Coastal areas are increasingly threatened by global warming-induced sea level rise. At the same time, 60% of the world population lives in a 100 km wide coastal strip (80% within 30 km from the shore in French Brittany). This is why coastlines are concerned with many issues of various types: economical, ecological, social, political, etc. Coastal areas are natural interfaces between various media (e.g. wind/sea/sand/land). The physical processes acting on these media have very different time scales, hence the need to build complex systems coupling nonlinear partial differential equations and random processes to describe them. To address these crucial issues, LEMON is an interdisciplinary team working on the design, analysis and application of deterministic and stochastic models for inland and marine littoral processes, with an emphasis on coupled and hybrid systems.

The spot of Montpellier offers large opportunities:

The general scope of the LEMON project-team is to develop mathematical and computational methods for the modelling of coastal processes. The mathematical tools used are deterministic (PDEs, ODEs) and/or probabilistic (extreme value theory). Applications range from regional oceanography to coastal management, including risk assessment for natural hazards on the coastline (submersion and urban floods, tsunamis, pollution).

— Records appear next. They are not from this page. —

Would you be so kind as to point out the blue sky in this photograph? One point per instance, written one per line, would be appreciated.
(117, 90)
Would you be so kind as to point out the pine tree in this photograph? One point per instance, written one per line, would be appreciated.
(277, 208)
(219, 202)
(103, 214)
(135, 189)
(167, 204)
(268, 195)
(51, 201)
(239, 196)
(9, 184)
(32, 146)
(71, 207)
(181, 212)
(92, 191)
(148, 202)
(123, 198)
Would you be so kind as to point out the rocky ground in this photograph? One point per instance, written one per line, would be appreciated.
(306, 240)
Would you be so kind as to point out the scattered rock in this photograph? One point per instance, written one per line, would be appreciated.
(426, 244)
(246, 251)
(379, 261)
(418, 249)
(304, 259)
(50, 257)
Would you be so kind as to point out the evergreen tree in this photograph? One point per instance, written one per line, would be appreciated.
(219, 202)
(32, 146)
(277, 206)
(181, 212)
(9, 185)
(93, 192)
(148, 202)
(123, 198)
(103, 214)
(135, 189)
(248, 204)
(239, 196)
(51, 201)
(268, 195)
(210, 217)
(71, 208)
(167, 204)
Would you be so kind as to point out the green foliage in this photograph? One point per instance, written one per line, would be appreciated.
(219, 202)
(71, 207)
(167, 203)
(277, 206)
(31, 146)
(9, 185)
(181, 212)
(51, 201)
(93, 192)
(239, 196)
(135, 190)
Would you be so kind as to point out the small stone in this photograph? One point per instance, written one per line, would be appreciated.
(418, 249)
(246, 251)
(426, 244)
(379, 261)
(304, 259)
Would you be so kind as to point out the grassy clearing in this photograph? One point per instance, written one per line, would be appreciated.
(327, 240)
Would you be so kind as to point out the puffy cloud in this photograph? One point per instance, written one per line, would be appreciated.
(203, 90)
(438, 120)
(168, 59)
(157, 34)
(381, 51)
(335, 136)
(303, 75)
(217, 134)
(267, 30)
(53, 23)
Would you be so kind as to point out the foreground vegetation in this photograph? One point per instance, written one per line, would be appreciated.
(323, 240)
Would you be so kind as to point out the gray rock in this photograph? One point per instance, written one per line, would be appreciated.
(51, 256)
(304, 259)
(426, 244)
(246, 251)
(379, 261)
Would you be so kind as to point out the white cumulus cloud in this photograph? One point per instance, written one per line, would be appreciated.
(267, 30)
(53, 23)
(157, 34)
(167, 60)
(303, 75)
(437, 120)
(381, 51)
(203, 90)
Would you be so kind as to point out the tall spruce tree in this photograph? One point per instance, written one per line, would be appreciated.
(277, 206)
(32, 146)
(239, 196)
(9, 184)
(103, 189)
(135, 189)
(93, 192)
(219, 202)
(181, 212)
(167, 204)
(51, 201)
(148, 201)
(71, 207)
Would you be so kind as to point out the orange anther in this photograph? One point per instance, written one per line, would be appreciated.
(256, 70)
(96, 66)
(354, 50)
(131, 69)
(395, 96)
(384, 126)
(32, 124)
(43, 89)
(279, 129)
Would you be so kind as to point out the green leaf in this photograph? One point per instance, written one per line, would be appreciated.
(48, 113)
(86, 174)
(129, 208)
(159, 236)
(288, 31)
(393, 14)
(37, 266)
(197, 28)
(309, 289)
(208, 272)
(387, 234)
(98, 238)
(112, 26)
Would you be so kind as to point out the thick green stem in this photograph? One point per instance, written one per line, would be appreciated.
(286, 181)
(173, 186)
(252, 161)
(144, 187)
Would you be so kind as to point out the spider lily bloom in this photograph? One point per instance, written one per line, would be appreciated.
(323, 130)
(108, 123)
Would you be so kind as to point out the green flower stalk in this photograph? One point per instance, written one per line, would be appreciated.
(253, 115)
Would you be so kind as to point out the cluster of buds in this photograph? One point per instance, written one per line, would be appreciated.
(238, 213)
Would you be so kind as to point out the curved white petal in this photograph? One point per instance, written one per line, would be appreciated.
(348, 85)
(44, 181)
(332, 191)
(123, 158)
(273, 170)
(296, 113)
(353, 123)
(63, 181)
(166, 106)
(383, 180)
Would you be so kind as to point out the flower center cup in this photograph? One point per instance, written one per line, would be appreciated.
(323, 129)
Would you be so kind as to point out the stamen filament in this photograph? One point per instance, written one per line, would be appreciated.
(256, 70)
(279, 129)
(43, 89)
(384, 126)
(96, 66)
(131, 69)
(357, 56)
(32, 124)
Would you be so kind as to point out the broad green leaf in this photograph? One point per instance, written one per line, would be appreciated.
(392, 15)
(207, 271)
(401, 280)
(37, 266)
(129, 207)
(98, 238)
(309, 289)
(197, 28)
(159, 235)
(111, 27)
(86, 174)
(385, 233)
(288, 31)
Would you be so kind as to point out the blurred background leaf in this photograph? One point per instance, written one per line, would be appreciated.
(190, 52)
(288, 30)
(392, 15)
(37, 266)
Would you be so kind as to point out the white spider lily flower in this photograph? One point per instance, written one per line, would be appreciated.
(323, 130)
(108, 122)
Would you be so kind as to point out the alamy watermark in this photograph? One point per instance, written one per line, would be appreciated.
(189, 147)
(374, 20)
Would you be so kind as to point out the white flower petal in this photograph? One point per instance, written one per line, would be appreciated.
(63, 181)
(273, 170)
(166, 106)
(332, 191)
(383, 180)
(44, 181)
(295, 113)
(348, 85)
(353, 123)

LEMON is a common research team between IMAG, Inria and HSM, whose faculty members have never been associated to Inria groups in the past. All fellows share a strong background in mathematical modelling, together with a taste for applications to the littoral environment. As reflected in the expected contributions below, the research conducted by LEMON is interdisciplinary (HSM is a research unit (UMR) affiliated to the National Institute for Sciences of the Universe (INSU) of CNRS, while the IMAG UMR is affiliated to the National Institute for Mathematical Sciences and Interactions (INSMI).), thanks to the team members expertise (deterministic and stochastic modelling, computational and experimental aspects) and to regular collaborations with scientists from other domains. We believe this is both an originality and a strength of LEMON.